今日の昼、買って帰るべきスイーツが何なのか忘れて、お姉ちゃんに電話をしたものの繋がらなかった……というあの一連の出来事を、もう忘れてしまったというのか。
「あっ、お菓子!」
「そうそう」
「忘れてた。電話しなきゃだった」
バイトから帰って来て、いつものように和衣の部屋にお風呂をなかなか誘いに来なかったのは、お姉ちゃんに電話をしていたからなのかと思っていたのだが、どうやらそうではなかったらしい。

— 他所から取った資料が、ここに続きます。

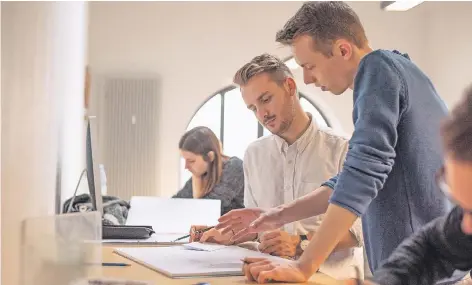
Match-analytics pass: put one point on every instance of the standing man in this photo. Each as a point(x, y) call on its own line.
point(394, 153)
point(290, 163)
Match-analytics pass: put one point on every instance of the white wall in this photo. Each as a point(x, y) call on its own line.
point(196, 55)
point(449, 47)
point(42, 72)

和衣は、睦月のお姉ちゃんのことは全然知らないけれど、昼間の話では、何だかすごく怖そうな感じだったのに、それでも、そんな肝心なこと、忘れちゃうんだ…。
「もうさ、そんなに食いたいんだったら、自分で買えばいいと思わない!?」
ガシガシと乱暴に頭を拭きながら、睦月は息巻く。
確かにそれは一理あるけれど、それを和衣に向かって怒られても困る。
「でも、地元じゃ売ってないヤツなのかもよ?」
「ネットとかで買えんじゃん」
「じゃあむっちゃん、電話したとき、そう言ったら?」
「………………言えない……」
睦月が尤もなことを言うから、和衣も尤もなことを返したのに、睦月はガックリと項垂れた。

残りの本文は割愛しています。